It's okay. :wink: I'm not trying to bash anyone. I don't even know the breeder. But I highly doubt Dad is 2 lbs. grown. It doesn't matter anyway, the pups are gorgeous! I don't think some intentionally falsify their dogs weight, they just guess. :wink: No biggie. :daisy: Some of us comment on the weight/size topic just so people know up front that its not likely their pup prospect will mature out under 4 lbs.  It's easy to get caught up in the whole size thing, and many end up disappointed in the long run. Not saying they love their pup any less, but was expecting what they were told. 

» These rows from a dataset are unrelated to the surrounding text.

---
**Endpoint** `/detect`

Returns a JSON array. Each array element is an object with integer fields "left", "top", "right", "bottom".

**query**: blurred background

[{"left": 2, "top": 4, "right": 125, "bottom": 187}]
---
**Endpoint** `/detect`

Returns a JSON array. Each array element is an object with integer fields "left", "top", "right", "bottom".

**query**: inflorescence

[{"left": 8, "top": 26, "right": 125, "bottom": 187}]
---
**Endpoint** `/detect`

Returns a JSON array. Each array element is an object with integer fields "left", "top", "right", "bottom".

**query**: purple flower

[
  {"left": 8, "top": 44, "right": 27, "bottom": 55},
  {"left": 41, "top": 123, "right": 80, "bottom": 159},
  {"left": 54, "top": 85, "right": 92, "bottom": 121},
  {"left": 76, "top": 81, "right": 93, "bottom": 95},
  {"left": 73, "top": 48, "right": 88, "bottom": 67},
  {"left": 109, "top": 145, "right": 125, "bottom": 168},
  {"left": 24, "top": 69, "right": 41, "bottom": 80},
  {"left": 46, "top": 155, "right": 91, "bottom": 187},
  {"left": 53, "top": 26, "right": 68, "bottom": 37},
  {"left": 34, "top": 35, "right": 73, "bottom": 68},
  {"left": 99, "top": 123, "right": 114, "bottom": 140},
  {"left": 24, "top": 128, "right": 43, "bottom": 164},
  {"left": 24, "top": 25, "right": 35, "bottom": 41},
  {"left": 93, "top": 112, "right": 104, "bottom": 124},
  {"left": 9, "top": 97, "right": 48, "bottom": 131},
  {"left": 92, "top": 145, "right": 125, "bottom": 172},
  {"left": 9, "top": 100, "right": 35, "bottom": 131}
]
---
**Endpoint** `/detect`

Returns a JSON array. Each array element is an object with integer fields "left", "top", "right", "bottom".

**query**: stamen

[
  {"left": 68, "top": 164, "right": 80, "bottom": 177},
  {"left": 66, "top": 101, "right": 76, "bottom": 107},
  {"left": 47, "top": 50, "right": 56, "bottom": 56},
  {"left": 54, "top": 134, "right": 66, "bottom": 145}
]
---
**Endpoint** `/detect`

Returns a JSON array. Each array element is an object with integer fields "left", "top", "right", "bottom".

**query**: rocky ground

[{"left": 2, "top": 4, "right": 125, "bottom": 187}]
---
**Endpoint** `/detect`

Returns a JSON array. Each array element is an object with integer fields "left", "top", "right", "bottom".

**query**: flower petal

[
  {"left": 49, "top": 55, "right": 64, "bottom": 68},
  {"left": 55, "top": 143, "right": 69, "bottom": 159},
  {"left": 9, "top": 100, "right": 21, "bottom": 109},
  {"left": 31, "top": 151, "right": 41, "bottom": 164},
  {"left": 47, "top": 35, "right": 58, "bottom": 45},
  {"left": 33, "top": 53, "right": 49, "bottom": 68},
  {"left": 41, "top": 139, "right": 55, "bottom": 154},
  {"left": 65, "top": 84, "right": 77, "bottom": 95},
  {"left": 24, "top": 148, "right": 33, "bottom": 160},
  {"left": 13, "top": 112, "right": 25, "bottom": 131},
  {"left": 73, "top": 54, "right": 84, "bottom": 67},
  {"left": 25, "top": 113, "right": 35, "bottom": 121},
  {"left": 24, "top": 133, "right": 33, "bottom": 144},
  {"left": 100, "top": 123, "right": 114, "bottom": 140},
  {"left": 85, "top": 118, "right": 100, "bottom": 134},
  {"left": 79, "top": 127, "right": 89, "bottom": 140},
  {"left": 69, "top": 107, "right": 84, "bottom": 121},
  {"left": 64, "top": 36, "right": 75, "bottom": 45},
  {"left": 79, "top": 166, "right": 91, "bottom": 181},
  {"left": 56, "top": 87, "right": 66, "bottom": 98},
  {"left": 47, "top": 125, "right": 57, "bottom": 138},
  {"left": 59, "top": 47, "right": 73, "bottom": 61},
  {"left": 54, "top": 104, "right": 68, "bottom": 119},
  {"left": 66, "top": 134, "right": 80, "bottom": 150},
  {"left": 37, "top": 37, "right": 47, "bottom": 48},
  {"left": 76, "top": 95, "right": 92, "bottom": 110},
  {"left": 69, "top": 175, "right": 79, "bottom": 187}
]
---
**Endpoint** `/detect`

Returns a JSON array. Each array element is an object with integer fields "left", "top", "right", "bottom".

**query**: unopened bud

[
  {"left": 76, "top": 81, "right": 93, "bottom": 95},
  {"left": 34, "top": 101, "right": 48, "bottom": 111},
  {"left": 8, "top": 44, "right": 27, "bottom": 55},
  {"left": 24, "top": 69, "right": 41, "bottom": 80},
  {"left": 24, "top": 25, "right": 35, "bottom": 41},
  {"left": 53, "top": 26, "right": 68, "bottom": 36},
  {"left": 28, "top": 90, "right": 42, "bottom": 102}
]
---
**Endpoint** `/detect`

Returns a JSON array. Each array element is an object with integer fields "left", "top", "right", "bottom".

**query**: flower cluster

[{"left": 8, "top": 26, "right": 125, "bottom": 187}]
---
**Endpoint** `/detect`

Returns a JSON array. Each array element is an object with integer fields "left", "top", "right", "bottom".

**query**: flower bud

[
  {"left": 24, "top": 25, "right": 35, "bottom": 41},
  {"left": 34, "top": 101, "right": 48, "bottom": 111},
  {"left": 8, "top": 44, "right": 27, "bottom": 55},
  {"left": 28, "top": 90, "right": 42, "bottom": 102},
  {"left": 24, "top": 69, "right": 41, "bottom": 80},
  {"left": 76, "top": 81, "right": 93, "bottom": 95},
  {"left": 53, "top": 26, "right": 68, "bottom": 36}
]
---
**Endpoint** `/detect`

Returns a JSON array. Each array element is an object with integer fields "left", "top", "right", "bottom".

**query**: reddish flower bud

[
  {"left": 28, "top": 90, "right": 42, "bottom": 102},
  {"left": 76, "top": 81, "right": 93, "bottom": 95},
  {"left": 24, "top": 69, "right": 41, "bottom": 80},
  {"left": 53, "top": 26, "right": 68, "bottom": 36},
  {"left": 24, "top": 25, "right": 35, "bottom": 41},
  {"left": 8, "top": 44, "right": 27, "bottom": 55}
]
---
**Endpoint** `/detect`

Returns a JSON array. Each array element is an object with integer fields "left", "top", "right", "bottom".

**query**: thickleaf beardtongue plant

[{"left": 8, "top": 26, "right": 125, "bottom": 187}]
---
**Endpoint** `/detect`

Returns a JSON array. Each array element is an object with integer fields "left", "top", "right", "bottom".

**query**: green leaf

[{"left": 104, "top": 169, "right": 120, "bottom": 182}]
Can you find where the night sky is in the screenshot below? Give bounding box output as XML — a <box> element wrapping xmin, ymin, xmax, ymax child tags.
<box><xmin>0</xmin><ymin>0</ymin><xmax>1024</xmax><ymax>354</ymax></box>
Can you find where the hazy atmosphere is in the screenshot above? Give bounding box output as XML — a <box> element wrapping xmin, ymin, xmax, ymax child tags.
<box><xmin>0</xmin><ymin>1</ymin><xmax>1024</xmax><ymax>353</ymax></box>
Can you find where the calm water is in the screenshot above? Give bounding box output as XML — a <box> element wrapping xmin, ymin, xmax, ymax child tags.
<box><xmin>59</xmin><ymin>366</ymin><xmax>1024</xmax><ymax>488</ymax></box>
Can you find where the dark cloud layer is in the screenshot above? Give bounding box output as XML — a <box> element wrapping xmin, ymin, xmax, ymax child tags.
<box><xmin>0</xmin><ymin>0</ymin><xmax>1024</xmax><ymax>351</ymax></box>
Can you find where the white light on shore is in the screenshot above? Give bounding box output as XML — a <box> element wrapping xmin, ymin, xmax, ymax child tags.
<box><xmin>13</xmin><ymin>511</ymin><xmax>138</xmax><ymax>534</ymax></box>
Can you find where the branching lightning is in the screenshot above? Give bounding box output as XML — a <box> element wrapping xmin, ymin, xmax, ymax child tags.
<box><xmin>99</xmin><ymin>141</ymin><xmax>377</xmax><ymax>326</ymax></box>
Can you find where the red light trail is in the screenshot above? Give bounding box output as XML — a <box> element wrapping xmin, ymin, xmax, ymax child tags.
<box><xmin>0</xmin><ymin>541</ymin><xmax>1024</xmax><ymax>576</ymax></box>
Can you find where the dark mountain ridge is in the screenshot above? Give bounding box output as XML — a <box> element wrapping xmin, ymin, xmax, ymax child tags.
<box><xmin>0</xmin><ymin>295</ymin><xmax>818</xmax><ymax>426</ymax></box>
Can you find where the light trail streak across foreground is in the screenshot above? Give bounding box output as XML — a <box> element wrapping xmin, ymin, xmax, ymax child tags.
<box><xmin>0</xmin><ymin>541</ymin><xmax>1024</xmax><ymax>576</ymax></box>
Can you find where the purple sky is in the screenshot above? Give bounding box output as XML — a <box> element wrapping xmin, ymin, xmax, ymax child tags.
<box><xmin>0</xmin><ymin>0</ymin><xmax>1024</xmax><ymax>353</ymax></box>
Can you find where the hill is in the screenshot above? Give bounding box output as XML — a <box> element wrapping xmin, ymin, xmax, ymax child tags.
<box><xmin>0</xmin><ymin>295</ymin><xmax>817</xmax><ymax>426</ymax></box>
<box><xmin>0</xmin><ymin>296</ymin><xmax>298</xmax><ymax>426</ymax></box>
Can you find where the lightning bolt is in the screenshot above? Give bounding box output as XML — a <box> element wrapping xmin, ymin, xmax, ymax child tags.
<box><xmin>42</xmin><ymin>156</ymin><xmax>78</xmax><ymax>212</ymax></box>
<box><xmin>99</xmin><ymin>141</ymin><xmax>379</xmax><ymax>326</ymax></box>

Out of curiosity, you can PM me the link when you get time.


----------



## JRZL (Jul 10, 2009)

omg the middle one is sooo cute!!


----------



## YoQuiero (Apr 17, 2010)

ahhh blue & lavender pups.. <3 just love them. good luck on your decision!!!


----------



## cherper (May 8, 2009)

eh I was only dreamin'! lol I can't handle another..Leila is such a big terd, one is enuff right now.


----------



## Ivy's mom (Feb 15, 2008)

Oh they are precious!!! Love the little blue boy!!! But I agree with the others, no way 2 lb'er. Ivy and Fern were very tiny and could fit In my palm of my hand at a older age than that and they are both exactly 3 lbs. now. They were both around 1 oz at birth.

Lori


----------



## Ivy's mom (Feb 15, 2008)

> A male that size couldn't even reach where he needed to be. :lol: :wink:


T.... That is too funny. That would be quite a task wouldn't it lol!!!

Lori


----------



## sugarbaby (Dec 21, 2009)

maybe he meant 2kg ????
just editing to say im prob wrong lol


----------



## cherper (May 8, 2009)

I want Ivy and fern...  Fern is the most beautifulest chihuahua I've EVER seen (sorry leila, mommy loves u the mostest) ;p


----------



## flippedstars (Dec 16, 2009)

cherper said:


> I want Ivy and fern...  Fern is the most beautifulest chihuahua I've EVER seen (sorry leila, mommy loves u the mostest) ;p


Ahhhwww, poor Willow got left out. We will take Willow!


----------



## Ivy's mom (Feb 15, 2008)

Heee hee... Thanks I think Fern is pretty dang cute if I say so myself, plus the silliest personality to boot. 

Lori 




cherper said:


> I want Ivy and fern...  Fern is the most beautifulest chihuahua I've EVER seen (sorry leila, mommy loves u the mostest) ;p


----------



## Ivy's mom (Feb 15, 2008)

Lol!!! You know Willow has the sweetest disposition of all 3 though. She's lover girl. Would snuggle with you all day if you let her

lori




flippedstars said:


> Ahhhwww, poor Willow got left out. We will take Willow!


----------



## Yoshismom (Jul 6, 2005)

They are adorable but I would say 5 + lbs for all of them.


----------